The inquiry has been hearing from the witnesses it considers important.
Until now. The provincial government is going to court to try and prevent Crown counsel from testifying about the decision not to lay any charges against the officers involved in Paul's death.
Inquiry commissioner William Davies has ruled that he wants five Crown prosecutors to testify about the procedures they followed in deciding against charges in the case.
Davies noted that the Criminal Justice Branch of the Solicitor General's Ministry was one of the public bodies specifically identified as subject to review in the inquiry's terms of reference.
"The branch is currently under a cloud, for its response to Mr. Paul's death. It is too early to tell whether or not that cloud is warranted," he said.
But the government is going to B.C. Supreme Court to oppose the requirement that Crown prosecutors testify at the inquiry. Its reasons are unconvincing.

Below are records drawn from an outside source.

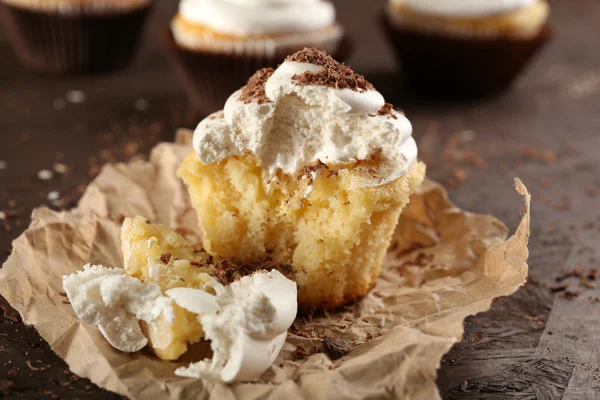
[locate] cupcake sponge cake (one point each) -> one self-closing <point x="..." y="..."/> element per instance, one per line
<point x="308" y="166"/>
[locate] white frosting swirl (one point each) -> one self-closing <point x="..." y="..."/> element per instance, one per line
<point x="259" y="17"/>
<point x="465" y="8"/>
<point x="303" y="124"/>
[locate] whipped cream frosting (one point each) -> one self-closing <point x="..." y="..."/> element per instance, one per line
<point x="465" y="8"/>
<point x="259" y="17"/>
<point x="247" y="324"/>
<point x="299" y="124"/>
<point x="246" y="321"/>
<point x="115" y="303"/>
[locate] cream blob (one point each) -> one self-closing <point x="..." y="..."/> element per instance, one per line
<point x="303" y="124"/>
<point x="256" y="17"/>
<point x="465" y="8"/>
<point x="115" y="302"/>
<point x="247" y="325"/>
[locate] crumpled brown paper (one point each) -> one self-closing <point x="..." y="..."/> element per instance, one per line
<point x="443" y="265"/>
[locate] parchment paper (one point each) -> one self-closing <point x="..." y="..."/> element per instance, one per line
<point x="443" y="265"/>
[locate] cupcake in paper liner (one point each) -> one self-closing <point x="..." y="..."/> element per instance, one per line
<point x="74" y="36"/>
<point x="218" y="44"/>
<point x="465" y="48"/>
<point x="308" y="167"/>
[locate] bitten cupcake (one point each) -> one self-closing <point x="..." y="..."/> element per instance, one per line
<point x="74" y="36"/>
<point x="465" y="48"/>
<point x="218" y="44"/>
<point x="307" y="166"/>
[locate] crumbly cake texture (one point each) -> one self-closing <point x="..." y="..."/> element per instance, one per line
<point x="334" y="241"/>
<point x="333" y="74"/>
<point x="521" y="23"/>
<point x="154" y="253"/>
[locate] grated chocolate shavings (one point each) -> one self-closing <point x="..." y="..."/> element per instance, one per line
<point x="254" y="91"/>
<point x="307" y="171"/>
<point x="387" y="109"/>
<point x="228" y="271"/>
<point x="333" y="74"/>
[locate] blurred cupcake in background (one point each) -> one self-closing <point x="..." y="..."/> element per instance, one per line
<point x="74" y="36"/>
<point x="465" y="48"/>
<point x="219" y="44"/>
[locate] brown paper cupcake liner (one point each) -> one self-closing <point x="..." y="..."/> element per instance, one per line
<point x="461" y="67"/>
<point x="211" y="77"/>
<point x="55" y="43"/>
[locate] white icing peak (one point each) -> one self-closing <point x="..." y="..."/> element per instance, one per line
<point x="303" y="124"/>
<point x="115" y="302"/>
<point x="465" y="8"/>
<point x="247" y="324"/>
<point x="246" y="321"/>
<point x="259" y="17"/>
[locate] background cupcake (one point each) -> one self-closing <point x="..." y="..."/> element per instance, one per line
<point x="465" y="48"/>
<point x="74" y="36"/>
<point x="219" y="44"/>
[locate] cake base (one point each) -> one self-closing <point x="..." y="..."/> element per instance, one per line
<point x="334" y="241"/>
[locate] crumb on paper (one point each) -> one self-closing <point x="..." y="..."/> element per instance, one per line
<point x="53" y="195"/>
<point x="336" y="348"/>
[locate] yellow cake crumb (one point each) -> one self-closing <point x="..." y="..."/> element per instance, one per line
<point x="154" y="253"/>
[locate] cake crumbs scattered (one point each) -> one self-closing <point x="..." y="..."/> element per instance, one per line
<point x="59" y="104"/>
<point x="141" y="105"/>
<point x="53" y="195"/>
<point x="45" y="175"/>
<point x="60" y="168"/>
<point x="75" y="96"/>
<point x="333" y="74"/>
<point x="336" y="348"/>
<point x="570" y="294"/>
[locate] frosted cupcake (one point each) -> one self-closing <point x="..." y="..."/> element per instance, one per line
<point x="465" y="48"/>
<point x="218" y="44"/>
<point x="307" y="166"/>
<point x="74" y="36"/>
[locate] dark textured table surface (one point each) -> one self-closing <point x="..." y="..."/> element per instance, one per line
<point x="543" y="342"/>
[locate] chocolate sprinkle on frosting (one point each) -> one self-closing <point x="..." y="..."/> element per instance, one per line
<point x="334" y="74"/>
<point x="254" y="91"/>
<point x="387" y="109"/>
<point x="228" y="271"/>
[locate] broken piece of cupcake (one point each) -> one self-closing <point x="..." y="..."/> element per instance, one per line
<point x="298" y="185"/>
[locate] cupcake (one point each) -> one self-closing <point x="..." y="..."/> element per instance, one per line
<point x="306" y="166"/>
<point x="218" y="44"/>
<point x="465" y="48"/>
<point x="74" y="36"/>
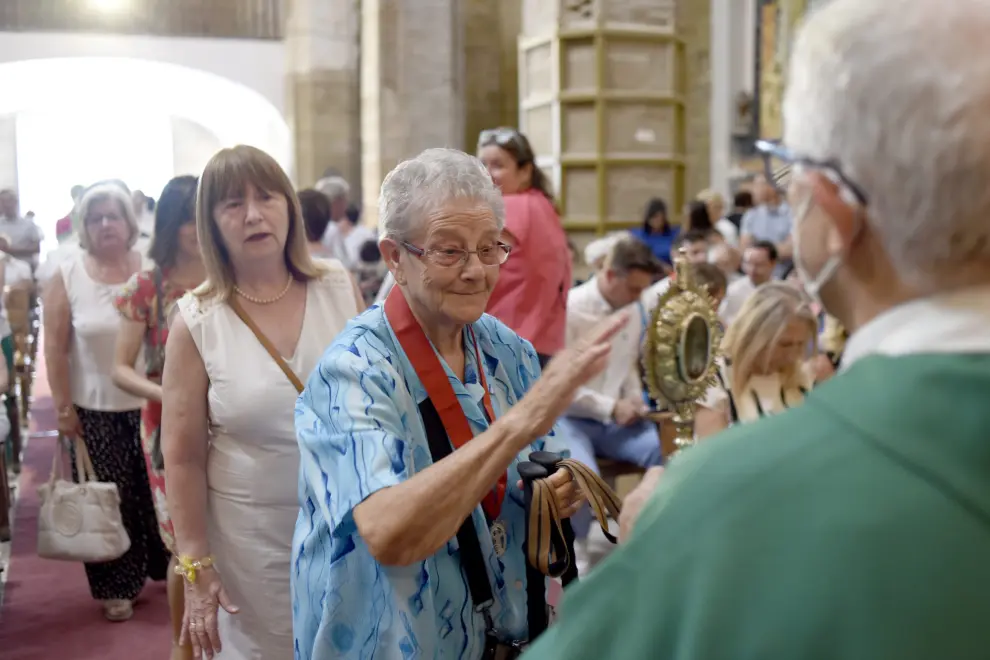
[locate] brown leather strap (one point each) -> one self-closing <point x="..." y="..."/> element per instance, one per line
<point x="263" y="340"/>
<point x="545" y="512"/>
<point x="603" y="500"/>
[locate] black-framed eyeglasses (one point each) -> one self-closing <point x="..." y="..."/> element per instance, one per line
<point x="490" y="255"/>
<point x="778" y="162"/>
<point x="502" y="136"/>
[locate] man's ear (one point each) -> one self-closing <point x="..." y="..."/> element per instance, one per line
<point x="390" y="255"/>
<point x="847" y="218"/>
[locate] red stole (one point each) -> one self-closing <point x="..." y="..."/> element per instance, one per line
<point x="425" y="361"/>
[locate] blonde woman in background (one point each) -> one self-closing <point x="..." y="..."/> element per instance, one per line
<point x="235" y="358"/>
<point x="81" y="326"/>
<point x="765" y="370"/>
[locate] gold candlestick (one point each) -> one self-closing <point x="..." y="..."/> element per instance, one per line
<point x="682" y="339"/>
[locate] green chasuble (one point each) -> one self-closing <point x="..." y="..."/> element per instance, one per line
<point x="856" y="527"/>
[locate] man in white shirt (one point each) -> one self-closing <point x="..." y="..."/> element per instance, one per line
<point x="759" y="261"/>
<point x="23" y="235"/>
<point x="344" y="237"/>
<point x="607" y="417"/>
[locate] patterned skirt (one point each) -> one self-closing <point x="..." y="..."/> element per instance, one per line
<point x="113" y="445"/>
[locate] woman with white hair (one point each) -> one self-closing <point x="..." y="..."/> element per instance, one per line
<point x="81" y="326"/>
<point x="411" y="430"/>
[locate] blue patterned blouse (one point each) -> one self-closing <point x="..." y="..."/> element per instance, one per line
<point x="359" y="431"/>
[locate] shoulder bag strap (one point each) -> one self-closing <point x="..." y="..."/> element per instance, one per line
<point x="472" y="560"/>
<point x="263" y="340"/>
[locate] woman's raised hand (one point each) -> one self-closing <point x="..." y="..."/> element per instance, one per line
<point x="567" y="371"/>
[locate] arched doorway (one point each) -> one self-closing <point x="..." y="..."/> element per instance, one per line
<point x="82" y="119"/>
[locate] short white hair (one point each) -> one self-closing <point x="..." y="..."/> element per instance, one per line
<point x="896" y="92"/>
<point x="425" y="184"/>
<point x="334" y="187"/>
<point x="97" y="192"/>
<point x="600" y="248"/>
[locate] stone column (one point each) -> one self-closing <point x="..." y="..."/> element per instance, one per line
<point x="694" y="27"/>
<point x="491" y="35"/>
<point x="412" y="73"/>
<point x="723" y="90"/>
<point x="323" y="109"/>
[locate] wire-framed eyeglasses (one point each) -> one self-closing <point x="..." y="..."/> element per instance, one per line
<point x="779" y="163"/>
<point x="489" y="255"/>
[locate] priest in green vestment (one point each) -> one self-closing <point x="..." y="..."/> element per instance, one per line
<point x="857" y="526"/>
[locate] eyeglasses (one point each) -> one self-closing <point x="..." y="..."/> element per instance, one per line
<point x="502" y="136"/>
<point x="491" y="255"/>
<point x="509" y="139"/>
<point x="779" y="163"/>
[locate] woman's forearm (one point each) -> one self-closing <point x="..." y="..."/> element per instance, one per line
<point x="409" y="522"/>
<point x="57" y="365"/>
<point x="185" y="485"/>
<point x="128" y="379"/>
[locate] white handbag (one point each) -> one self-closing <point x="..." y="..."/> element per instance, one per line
<point x="80" y="521"/>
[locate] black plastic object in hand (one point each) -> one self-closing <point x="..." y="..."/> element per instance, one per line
<point x="547" y="459"/>
<point x="551" y="462"/>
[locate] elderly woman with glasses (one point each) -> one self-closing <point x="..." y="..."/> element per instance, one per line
<point x="81" y="326"/>
<point x="411" y="429"/>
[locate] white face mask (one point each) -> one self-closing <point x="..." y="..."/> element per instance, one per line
<point x="812" y="284"/>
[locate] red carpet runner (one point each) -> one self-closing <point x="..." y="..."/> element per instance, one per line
<point x="47" y="612"/>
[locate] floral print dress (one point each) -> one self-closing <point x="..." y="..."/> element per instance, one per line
<point x="139" y="302"/>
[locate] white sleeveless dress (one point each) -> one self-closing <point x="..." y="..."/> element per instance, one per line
<point x="253" y="460"/>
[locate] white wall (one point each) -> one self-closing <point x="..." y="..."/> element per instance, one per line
<point x="8" y="151"/>
<point x="193" y="145"/>
<point x="256" y="64"/>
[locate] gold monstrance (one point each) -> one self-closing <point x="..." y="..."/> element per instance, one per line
<point x="682" y="340"/>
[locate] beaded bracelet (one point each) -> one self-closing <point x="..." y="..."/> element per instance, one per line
<point x="188" y="567"/>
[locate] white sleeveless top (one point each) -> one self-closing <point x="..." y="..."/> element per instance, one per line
<point x="95" y="326"/>
<point x="252" y="468"/>
<point x="251" y="402"/>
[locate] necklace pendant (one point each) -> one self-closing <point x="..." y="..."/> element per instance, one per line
<point x="500" y="537"/>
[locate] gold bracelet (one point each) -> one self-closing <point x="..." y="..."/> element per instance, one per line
<point x="188" y="567"/>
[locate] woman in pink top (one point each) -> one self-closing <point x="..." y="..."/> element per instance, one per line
<point x="531" y="294"/>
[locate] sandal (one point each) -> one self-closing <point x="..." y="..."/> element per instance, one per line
<point x="118" y="610"/>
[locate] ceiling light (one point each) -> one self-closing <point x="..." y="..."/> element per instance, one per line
<point x="109" y="6"/>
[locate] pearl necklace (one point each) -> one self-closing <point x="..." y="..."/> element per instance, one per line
<point x="265" y="301"/>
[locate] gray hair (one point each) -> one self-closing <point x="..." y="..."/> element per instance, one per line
<point x="334" y="187"/>
<point x="99" y="192"/>
<point x="896" y="92"/>
<point x="422" y="185"/>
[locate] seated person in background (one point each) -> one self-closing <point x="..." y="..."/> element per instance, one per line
<point x="727" y="258"/>
<point x="765" y="369"/>
<point x="315" y="207"/>
<point x="597" y="250"/>
<point x="715" y="204"/>
<point x="607" y="417"/>
<point x="769" y="221"/>
<point x="695" y="244"/>
<point x="759" y="262"/>
<point x="657" y="231"/>
<point x="742" y="201"/>
<point x="370" y="271"/>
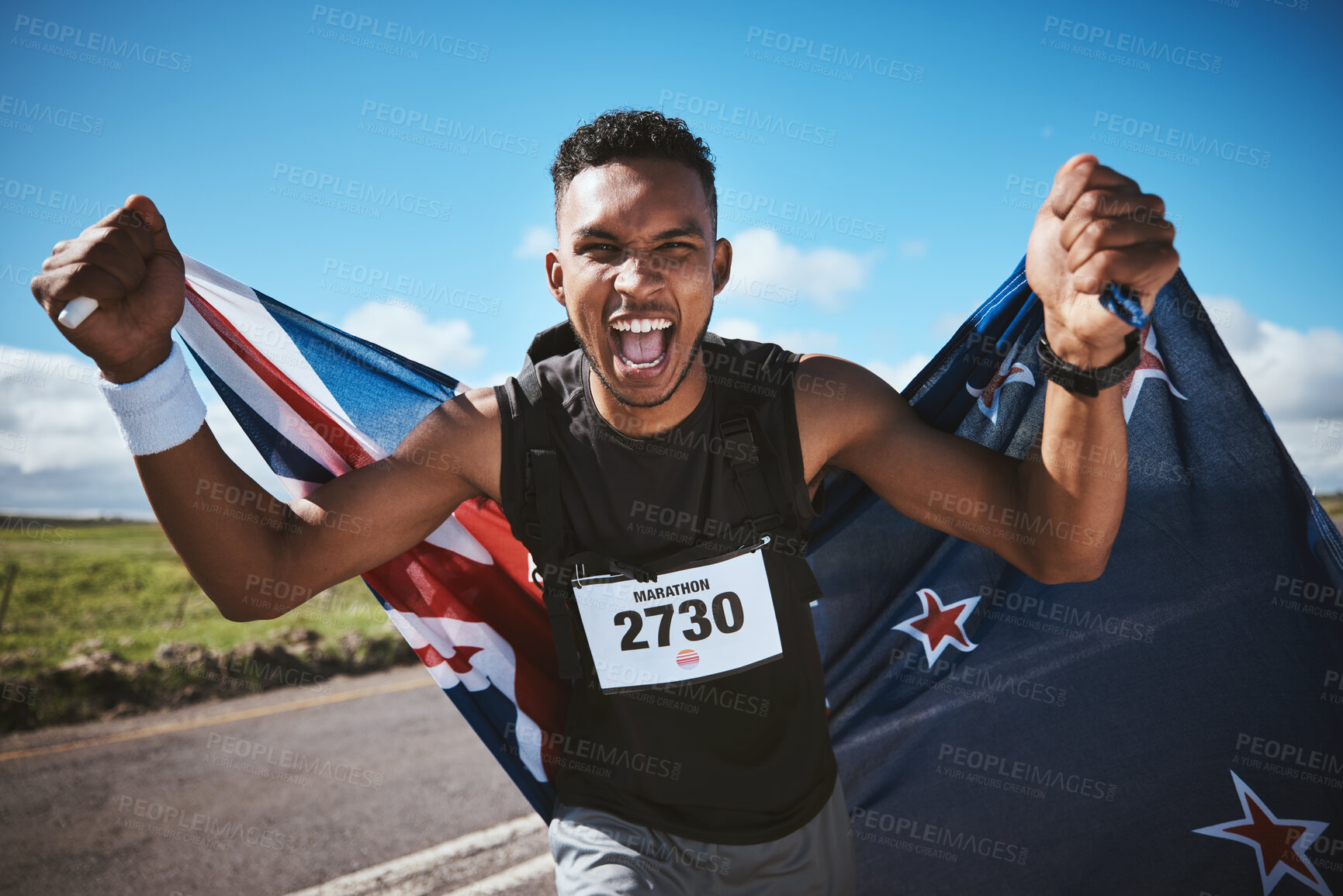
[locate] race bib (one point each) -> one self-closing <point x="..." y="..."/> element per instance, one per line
<point x="700" y="622"/>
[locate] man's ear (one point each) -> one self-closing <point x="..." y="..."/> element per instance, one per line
<point x="722" y="265"/>
<point x="555" y="275"/>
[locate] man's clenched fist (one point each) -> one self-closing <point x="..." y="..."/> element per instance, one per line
<point x="130" y="266"/>
<point x="1096" y="227"/>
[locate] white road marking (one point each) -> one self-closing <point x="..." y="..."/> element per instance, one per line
<point x="384" y="879"/>
<point x="508" y="879"/>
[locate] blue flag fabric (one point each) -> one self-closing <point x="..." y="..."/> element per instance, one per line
<point x="1174" y="727"/>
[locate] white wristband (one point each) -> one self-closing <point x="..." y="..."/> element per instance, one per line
<point x="159" y="410"/>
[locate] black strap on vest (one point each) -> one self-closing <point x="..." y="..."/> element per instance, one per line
<point x="543" y="484"/>
<point x="759" y="485"/>
<point x="753" y="483"/>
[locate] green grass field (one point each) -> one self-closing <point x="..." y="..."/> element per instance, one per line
<point x="124" y="583"/>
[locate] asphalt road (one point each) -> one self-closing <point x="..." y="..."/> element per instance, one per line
<point x="264" y="794"/>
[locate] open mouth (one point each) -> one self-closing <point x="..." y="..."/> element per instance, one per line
<point x="641" y="345"/>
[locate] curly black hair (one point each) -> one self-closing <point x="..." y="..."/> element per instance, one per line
<point x="633" y="133"/>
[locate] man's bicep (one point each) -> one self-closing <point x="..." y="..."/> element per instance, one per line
<point x="939" y="479"/>
<point x="371" y="515"/>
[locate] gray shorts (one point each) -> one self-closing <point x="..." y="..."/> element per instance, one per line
<point x="601" y="855"/>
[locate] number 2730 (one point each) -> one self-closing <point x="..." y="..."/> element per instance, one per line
<point x="729" y="617"/>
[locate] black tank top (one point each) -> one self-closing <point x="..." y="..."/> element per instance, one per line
<point x="738" y="759"/>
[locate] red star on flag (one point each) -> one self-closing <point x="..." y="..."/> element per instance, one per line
<point x="942" y="625"/>
<point x="1150" y="365"/>
<point x="1009" y="372"/>
<point x="459" y="662"/>
<point x="1279" y="844"/>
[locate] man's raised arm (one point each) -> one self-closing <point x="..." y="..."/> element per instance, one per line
<point x="242" y="547"/>
<point x="1048" y="515"/>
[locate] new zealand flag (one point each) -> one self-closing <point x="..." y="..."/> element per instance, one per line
<point x="1173" y="727"/>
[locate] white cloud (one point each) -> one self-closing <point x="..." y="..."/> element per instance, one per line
<point x="445" y="345"/>
<point x="898" y="375"/>
<point x="913" y="247"/>
<point x="801" y="341"/>
<point x="61" y="453"/>
<point x="1296" y="375"/>
<point x="736" y="328"/>
<point x="764" y="264"/>
<point x="536" y="242"/>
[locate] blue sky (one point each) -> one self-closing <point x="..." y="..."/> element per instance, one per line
<point x="929" y="124"/>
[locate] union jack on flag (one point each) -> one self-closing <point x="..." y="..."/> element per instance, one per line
<point x="1111" y="708"/>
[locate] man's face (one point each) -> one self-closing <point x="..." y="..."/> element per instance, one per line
<point x="637" y="270"/>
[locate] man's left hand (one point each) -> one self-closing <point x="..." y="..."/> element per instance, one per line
<point x="1096" y="227"/>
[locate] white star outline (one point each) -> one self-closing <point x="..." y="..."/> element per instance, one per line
<point x="929" y="597"/>
<point x="1012" y="371"/>
<point x="1143" y="374"/>
<point x="1313" y="832"/>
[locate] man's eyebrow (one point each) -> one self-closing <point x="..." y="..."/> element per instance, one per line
<point x="595" y="233"/>
<point x="689" y="229"/>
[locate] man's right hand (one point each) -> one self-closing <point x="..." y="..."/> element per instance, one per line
<point x="128" y="262"/>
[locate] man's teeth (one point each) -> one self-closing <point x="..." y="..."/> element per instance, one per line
<point x="639" y="367"/>
<point x="644" y="325"/>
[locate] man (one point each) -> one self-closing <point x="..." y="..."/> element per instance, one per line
<point x="663" y="480"/>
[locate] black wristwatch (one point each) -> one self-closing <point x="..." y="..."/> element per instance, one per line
<point x="1088" y="380"/>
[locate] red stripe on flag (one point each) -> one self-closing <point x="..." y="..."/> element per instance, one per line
<point x="299" y="402"/>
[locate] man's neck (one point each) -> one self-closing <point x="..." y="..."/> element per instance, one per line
<point x="648" y="422"/>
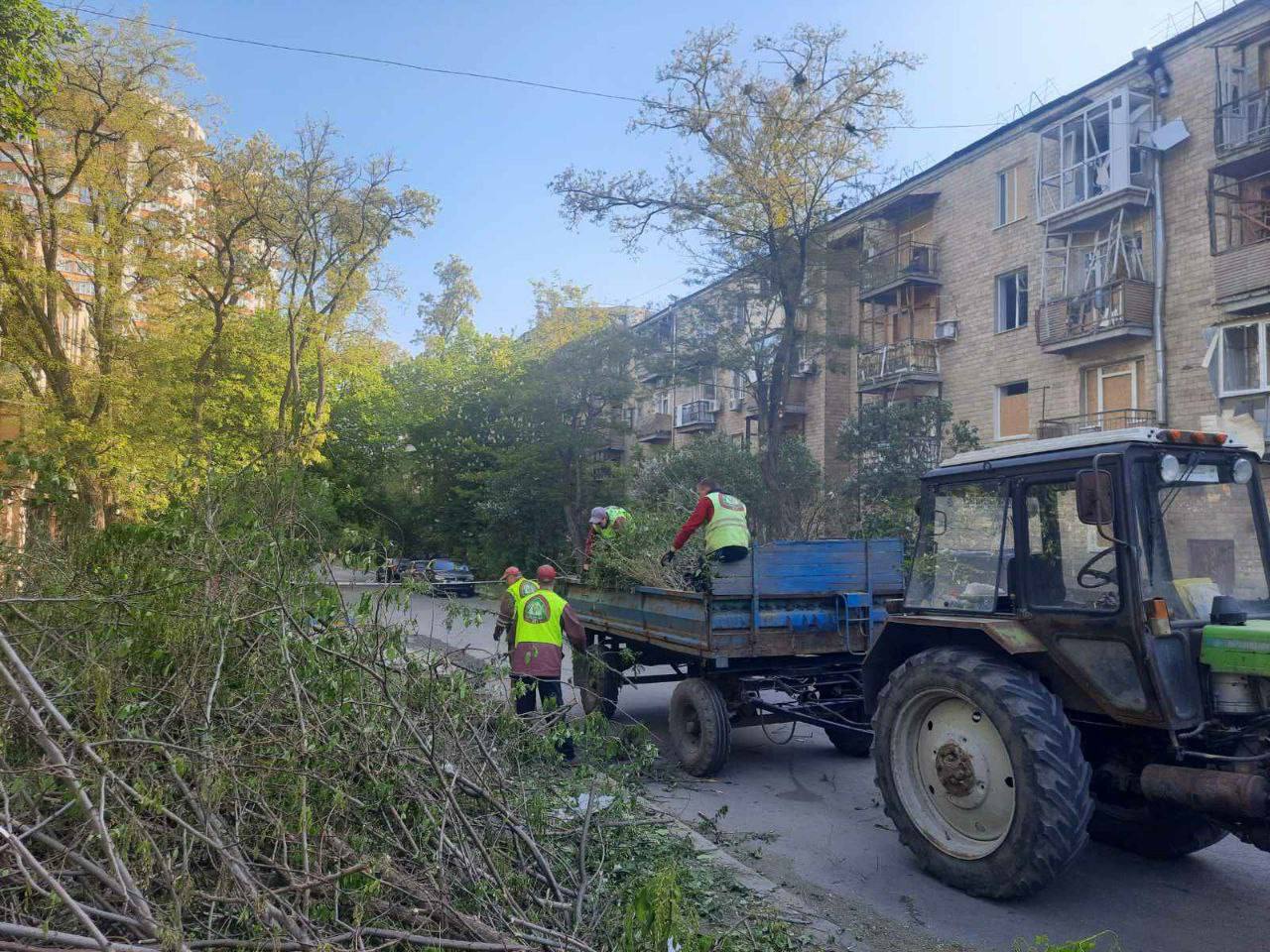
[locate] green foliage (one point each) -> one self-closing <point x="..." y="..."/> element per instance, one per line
<point x="887" y="447"/>
<point x="31" y="37"/>
<point x="668" y="481"/>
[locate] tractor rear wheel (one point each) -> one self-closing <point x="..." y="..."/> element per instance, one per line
<point x="980" y="771"/>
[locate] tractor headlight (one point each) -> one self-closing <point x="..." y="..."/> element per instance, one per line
<point x="1242" y="470"/>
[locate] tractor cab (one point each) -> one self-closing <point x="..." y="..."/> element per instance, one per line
<point x="1086" y="627"/>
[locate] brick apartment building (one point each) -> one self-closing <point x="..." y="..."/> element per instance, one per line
<point x="1100" y="262"/>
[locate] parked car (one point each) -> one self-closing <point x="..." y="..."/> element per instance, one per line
<point x="389" y="571"/>
<point x="449" y="578"/>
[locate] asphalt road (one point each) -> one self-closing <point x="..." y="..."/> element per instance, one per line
<point x="833" y="846"/>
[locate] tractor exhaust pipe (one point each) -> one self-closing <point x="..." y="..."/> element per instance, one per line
<point x="1242" y="796"/>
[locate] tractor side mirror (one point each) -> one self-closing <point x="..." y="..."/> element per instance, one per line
<point x="1095" y="498"/>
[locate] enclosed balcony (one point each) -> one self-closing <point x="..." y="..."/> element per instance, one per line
<point x="903" y="362"/>
<point x="1095" y="160"/>
<point x="653" y="429"/>
<point x="908" y="263"/>
<point x="1239" y="230"/>
<point x="1095" y="422"/>
<point x="1119" y="308"/>
<point x="697" y="416"/>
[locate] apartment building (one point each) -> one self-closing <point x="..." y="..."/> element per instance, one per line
<point x="1101" y="262"/>
<point x="1097" y="263"/>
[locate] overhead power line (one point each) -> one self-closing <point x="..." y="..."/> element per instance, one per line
<point x="443" y="71"/>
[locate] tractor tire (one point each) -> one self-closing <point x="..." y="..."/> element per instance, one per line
<point x="699" y="726"/>
<point x="849" y="743"/>
<point x="1153" y="830"/>
<point x="599" y="682"/>
<point x="982" y="772"/>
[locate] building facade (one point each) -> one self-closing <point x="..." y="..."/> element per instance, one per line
<point x="1102" y="262"/>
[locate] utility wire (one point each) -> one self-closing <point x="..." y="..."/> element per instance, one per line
<point x="441" y="71"/>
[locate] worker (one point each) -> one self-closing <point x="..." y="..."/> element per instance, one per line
<point x="606" y="522"/>
<point x="543" y="621"/>
<point x="517" y="588"/>
<point x="724" y="518"/>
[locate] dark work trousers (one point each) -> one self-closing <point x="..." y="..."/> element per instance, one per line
<point x="548" y="690"/>
<point x="728" y="553"/>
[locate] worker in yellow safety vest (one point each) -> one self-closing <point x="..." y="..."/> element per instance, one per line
<point x="606" y="522"/>
<point x="517" y="588"/>
<point x="726" y="527"/>
<point x="543" y="621"/>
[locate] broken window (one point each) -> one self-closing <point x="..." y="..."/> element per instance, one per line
<point x="1012" y="411"/>
<point x="1012" y="299"/>
<point x="1239" y="362"/>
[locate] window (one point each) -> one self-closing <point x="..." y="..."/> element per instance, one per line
<point x="959" y="563"/>
<point x="1241" y="368"/>
<point x="1069" y="563"/>
<point x="1010" y="195"/>
<point x="1012" y="411"/>
<point x="1012" y="299"/>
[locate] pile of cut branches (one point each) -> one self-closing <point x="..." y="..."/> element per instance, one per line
<point x="203" y="747"/>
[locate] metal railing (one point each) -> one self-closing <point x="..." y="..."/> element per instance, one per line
<point x="697" y="414"/>
<point x="1242" y="121"/>
<point x="1119" y="303"/>
<point x="653" y="428"/>
<point x="905" y="357"/>
<point x="908" y="259"/>
<point x="1095" y="422"/>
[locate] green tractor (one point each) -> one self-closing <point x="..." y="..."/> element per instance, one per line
<point x="1082" y="652"/>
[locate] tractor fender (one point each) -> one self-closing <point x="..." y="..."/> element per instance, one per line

The government argues that prosecutors should not have to account for or explain their decisions to lay charges or decide against them under any circumstances.
Having them testify "opens the door for government, special interest groups and others to put pressure on Crown prosecutors to proceed with criminal charges in circumstances where it is not warranted."
There are three problems with the argument. First, it's unclear how having the prosecutors explain their thinking and the process allows special interest groups to pressure them. Especially given how infrequently such inquiries are called.
Second, it suggests that there is no accountability for prosecutor's decisions not to lay charges. Judges' decisions can be appealed; prosecutors, under this model, would be not just independent but omnipotent.
And third, the attempt to block the evidence from being heard suggests the government still does not understand the critical need for answers in this case.
Frank Paul's death was followed by years of actions that prevented the truth from coming out. The government shouldn't be continuing that secrecy.
Footnote: The B.C. Supreme Court is unlikely to hear the province's arguments until May. Meanwhile, the continued efforts to keep prosecutors from providing evidence is angering First Nations organizations, which complain the government is reneging on Attorney General Wally Oppal's promise of a full and open inquiry into Paul's death.